Empresária Cynthia Paixão, fundadora da Afrocentrados Conceito, aponta como a chegada do inverno agrava desigualdades estruturais no varejo e reforça os impactos da falta de acesso ao crédito para negócios liderados por pessoas pretas
A chegada do inverno no Hemisfério Sul, na última sexta-feira (20), deve provocar uma retração econômica de R$ 50 milhões no varejo brasileiro, segundo a Confederação Nacional do Comércio (CNC). Embora a inflação global siga estável, com previsão abaixo de 2% na zona do euro segundo relatório do Banco Central Europeu, o cenário interno brasileiro impõe desafios adicionais, especialmente para empreendedores negros.
As projeções negativas da CNC apontam que a elevação de até 2°C nas temperaturas médias do país deve impactar diretamente as vendas nos segmentos de vestuário, calçados e acessórios. E quem mais sente esse impacto são os microempreendedores negros, que já enfrentam maiores dificuldades no acesso ao crédito e operam majoritariamente na informalidade.

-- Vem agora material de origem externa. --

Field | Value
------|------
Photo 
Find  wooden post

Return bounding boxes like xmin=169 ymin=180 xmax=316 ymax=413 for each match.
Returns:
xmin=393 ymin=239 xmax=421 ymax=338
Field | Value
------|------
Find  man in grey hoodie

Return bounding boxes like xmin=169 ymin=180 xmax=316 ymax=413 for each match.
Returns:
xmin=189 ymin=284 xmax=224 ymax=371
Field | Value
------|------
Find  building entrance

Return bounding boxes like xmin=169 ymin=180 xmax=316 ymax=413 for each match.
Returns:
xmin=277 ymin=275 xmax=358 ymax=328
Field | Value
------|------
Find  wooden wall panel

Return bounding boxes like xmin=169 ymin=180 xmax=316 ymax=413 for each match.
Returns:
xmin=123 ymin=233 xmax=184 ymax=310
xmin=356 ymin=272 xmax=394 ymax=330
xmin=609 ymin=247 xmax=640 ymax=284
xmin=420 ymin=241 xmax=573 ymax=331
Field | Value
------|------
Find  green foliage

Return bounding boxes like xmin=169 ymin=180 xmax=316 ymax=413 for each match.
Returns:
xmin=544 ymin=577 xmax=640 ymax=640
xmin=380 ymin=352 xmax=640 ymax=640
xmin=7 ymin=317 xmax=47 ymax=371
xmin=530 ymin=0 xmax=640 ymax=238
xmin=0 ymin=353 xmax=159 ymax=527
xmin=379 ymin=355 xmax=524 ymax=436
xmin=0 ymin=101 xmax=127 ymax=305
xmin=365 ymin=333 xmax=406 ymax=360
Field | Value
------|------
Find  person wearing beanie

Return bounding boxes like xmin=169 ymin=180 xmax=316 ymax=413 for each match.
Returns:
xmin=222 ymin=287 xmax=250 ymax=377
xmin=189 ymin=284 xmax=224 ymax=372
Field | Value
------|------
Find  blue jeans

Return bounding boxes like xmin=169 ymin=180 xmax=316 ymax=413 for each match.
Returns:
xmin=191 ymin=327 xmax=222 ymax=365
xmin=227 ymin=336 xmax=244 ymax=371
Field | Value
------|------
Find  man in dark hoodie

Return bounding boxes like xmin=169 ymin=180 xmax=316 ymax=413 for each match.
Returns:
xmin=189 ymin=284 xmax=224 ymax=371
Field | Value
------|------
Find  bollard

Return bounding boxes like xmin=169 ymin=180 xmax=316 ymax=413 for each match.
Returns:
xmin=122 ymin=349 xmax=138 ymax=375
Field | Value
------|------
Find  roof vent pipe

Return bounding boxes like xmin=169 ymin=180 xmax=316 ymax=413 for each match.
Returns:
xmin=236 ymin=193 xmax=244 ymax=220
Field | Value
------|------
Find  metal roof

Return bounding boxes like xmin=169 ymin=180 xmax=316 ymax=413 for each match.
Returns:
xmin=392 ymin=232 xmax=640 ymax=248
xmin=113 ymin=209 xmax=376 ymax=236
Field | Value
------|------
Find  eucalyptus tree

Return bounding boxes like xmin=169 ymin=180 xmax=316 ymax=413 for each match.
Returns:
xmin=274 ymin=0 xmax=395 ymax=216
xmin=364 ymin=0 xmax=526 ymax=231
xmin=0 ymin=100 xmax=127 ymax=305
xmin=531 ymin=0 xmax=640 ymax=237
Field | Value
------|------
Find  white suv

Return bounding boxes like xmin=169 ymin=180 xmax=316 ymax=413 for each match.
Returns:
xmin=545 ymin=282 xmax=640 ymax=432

Segundo Cynthia Paixão, fundadora da Afrocentrados Conceito e referência no afroempreendedorismo, o fim da expectativa de aquecimento nas vendas de inverno traz riscos diretos ao fluxo de caixa de negócios liderados por pessoas pretas. “Apesar das projeções animadoras no mercado internacional, aqui no Brasil o cenário é outro. A maioria dos empreendedores negros não tem acesso facilitado a crédito, e o endividamento familiar crescente reduz ainda mais o consumo”, alerta.

Dados do Sebrae e da FGV revelam que 35% dos empreendedores negros possuem dívidas ou empréstimos em atraso, contra 27% dos empreendedores brancos. Além disso, muitos desses negócios estão localizados em regiões periféricas com pouca infraestrutura, o que agrava ainda mais os efeitos das sazonalidades do mercado.
Cynthia destaca ainda que o varejo é a terceira principal área de atuação do afroempreendedorismo no país e que 52% dos negócios negros atuam diretamente no modelo B2C (da empresa para o consumidor). Com a queda no consumo durante o inverno, esses empreendedores ficam mais expostos à instabilidade econômica. “É preciso planejamento, criatividade e uma escuta ativa das necessidades do público. Trabalhar com pré-vendas, colaborações comunitárias e estratégias digitais pode ser a chave para atravessar esse período”, sugere.
À frente de iniciativas como o Ayô Circuito AfroColab, Afrodonas e a recém-lançada VilaAfroJunina, Cynthia apoia mais de 100 empreendedoras negras com mentorias e formação em marketing e design. Para ela, a solução não está em esperar a melhora do mercado, mas em reagir com inteligência coletiva: “Compartilhar espaços, logística e até audiência é o que pode garantir a sobrevivência dos nossos negócios.”
Enquanto os índices macroeconômicos internacionais podem parecer positivos, a realidade brasileira, atravessada por desigualdades raciais e econômicas históricas, exige um olhar mais atento. O inverno não esfria apenas as temperaturas: esfria também o caixa de quem mais luta para aquecer a economia nas bordas do sistema.